That’s an exciting addition!  

It is very exciting! And it’s really nice – not that after 5 years I am really jaded, but it’s really nice to talk to fresh minds and fresh voices and hungry to learn and bright eyed. I mean, I remember what that was like!  You step on a farm and are like, “I do not have any idea what to do!”  So when we are talking to these people in interviews, the sentiments from the candidates who are interested in learning how to farm – we are getting broad range of either recent college graduates who want to use a season on a farm as an experience that they can then turn into going to the Peace Corps, for example, the following year and have that agricultural experience in their back pocket so if they are stepping into a developing country and they are working with women who are farming then they have some hands-on knowledge.  And then there are certainly some people, who are making a career change and who aren’t necessarily satisfied with what they are doing.  It is a pretty big leap and change in direction for them!
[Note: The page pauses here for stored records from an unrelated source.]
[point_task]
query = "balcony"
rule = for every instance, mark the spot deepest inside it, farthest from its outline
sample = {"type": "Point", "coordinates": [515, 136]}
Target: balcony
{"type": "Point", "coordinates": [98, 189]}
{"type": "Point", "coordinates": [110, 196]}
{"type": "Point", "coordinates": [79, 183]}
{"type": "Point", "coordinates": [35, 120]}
We are not hiring hourly labor – this is hands-on training and hands-on teaching and we are very present for that in the demonstration role and not just saying, “Ok – go pick 50,000 pounds of tomatoes and we’ll see you tomorrow.”  So, it is very much modeled after our own experience with some slight tweaks based on what other farms have said has been successful for them in making sure that the apprentices feel like their time is valued, that they are valuable to the farm and they are learning, as well.

Makes me think about my work – I got into education in a rather non-traditional way and think it would have been very beneficial to have done an apprenticeship and to have been introduced to the field that way.  I think apprenticeships are so valuable, so I think there is an opportunity for other professions to learn from this model that seems to be set-up in the farming field right now.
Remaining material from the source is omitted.